I’m using the open telemetry prometheus receiver to scrape pods via service discovery. So far I haven’t seen any of my desired metrics come through to my sink.
My OTEL collector is configured to scrape metrics using the prometheus receiver like the following:
otelDeployment:
...
config:
receivers:
...
prometheus:
config:
scrape_configs:
- job_name: 'kubernetes-qdrant-pod-metrics'
scrape_interval: 1s
scrape_timeout: 1s
kubernetes_sd_configs:
- role: pod
relabel_configs:
- source_labels: [__meta_kubernetes_pod_annotation_x_prometheus_scrape]
action: keep
regex: true
- source_labels: [__meta_kubernetes_pod_annotation_x_prometheus_scheme]
action: replace
target_label: __scheme__
regex: (https?)
- source_labels: [__meta_kubernetes_pod_annotation_x_prometheus_path]
action: replace
target_label: __metrics_path__
regex: (.+)
- source_labels: [__address__, __meta_kubernetes_pod_annotation_x_prometheus_port]
action: replace
target_label: __address__
regex: ([^:]+)(?::d+)?;(d+)
replacement: $$1:$$2
...
service:
...
pipelines:
...
metrics:
receivers: [ otlp, prometheus ]
processors: [ resource, batch ]
exporters: [ otlp ]
...
My pod has the appropriate labels corresponding to the above. I know this because when I use promtool check service-discovery
with the above config (just the prometheus part of it) in a pod that approximates the collector (meaning it has the same service account), it is able to do service discovery exactly as intended.

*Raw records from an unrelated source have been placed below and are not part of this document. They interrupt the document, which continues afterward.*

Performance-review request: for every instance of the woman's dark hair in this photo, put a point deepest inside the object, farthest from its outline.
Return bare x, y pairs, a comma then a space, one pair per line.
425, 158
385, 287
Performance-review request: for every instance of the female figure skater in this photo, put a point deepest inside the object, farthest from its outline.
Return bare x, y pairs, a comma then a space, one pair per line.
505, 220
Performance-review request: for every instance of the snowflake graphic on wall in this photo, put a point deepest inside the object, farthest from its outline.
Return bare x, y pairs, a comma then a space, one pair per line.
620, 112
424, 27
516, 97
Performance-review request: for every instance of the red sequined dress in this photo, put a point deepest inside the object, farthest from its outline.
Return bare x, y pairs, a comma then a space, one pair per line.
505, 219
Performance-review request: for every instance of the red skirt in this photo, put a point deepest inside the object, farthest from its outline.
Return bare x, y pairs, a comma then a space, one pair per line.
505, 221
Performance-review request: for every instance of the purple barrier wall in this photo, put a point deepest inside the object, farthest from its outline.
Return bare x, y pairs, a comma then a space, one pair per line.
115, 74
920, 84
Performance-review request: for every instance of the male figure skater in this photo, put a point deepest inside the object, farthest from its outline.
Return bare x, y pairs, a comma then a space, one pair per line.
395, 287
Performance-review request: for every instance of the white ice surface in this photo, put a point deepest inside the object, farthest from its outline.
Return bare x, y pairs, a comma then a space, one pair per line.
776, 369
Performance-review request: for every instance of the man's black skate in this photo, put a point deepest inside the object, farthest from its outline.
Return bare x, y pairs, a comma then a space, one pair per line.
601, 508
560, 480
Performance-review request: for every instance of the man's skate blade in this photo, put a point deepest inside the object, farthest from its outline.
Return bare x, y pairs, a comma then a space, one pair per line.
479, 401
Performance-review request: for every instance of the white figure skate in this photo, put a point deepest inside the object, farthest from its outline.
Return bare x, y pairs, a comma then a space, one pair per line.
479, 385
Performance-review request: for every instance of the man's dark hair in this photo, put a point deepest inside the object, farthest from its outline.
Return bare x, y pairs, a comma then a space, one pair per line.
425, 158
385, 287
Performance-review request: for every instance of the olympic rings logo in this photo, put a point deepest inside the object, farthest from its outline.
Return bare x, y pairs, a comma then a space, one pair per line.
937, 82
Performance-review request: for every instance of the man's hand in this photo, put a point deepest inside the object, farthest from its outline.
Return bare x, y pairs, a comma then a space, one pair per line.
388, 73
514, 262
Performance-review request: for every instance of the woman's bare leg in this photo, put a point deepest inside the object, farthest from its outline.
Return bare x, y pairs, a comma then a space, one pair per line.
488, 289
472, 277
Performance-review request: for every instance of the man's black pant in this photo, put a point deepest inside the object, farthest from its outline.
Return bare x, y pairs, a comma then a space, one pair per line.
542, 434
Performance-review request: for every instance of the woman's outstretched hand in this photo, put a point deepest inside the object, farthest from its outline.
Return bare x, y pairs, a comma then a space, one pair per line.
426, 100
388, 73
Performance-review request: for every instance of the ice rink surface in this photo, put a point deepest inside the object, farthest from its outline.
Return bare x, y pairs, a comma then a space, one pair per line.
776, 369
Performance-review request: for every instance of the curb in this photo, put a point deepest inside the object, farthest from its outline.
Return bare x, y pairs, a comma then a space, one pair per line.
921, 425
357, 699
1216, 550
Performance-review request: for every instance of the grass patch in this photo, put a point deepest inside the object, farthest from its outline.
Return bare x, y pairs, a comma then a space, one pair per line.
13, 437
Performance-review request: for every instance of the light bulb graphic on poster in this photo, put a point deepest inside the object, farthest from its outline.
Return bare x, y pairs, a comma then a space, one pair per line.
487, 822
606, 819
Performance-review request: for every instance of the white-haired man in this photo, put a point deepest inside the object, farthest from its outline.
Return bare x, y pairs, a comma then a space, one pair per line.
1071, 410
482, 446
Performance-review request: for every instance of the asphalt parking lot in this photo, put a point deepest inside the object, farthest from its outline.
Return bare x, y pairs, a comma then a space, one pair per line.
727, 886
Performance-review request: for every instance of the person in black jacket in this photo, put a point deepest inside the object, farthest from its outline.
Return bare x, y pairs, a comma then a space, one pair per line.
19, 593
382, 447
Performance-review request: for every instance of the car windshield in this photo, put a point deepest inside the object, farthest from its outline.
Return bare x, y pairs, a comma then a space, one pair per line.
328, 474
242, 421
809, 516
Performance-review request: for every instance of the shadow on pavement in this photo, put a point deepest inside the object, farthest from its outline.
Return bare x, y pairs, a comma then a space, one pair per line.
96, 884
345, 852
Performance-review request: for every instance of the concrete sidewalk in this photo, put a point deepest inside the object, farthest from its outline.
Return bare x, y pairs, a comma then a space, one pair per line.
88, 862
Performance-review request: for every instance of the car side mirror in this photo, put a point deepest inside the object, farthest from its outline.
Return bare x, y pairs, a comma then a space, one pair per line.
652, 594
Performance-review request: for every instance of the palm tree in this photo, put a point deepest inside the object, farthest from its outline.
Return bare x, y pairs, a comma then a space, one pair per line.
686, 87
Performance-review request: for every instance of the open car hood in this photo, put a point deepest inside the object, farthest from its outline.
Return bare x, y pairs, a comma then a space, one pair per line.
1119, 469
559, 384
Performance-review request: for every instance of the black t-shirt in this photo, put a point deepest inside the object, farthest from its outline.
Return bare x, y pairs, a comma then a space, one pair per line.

An example of one of what promtool
returns for a given matching pod is the following:
{
"__address__": "10.244.20.145:6333",
"__metrics_path__": "/metrics",
"__scheme__": "http",
"__scrape_interval__": "1s",
"__scrape_timeout__": "1s",
"instance": "10.244.20.145:6333",
"job": "kubernetes-qdrant-pod-metrics",
}
If you stitch together the address, path, and scheme together for this one, you get:
# curl https://10.244.20.145:6333/metrics
# HELP app_info information about qdrant server
# TYPE app_info counter
app_info{name="qdrant",version="1.10.1"} 1
...
So the scrape rules seem to be configured correctly.
Additionally, as you can see above, I’ve added the prometheus receiver into the list of metrics pipeline receivers.
One way of debugging this could be to increase the log level of the collector in case there are some issues hiding there that can’t be seen. I haven’t been able to figure out how to do that yet either though.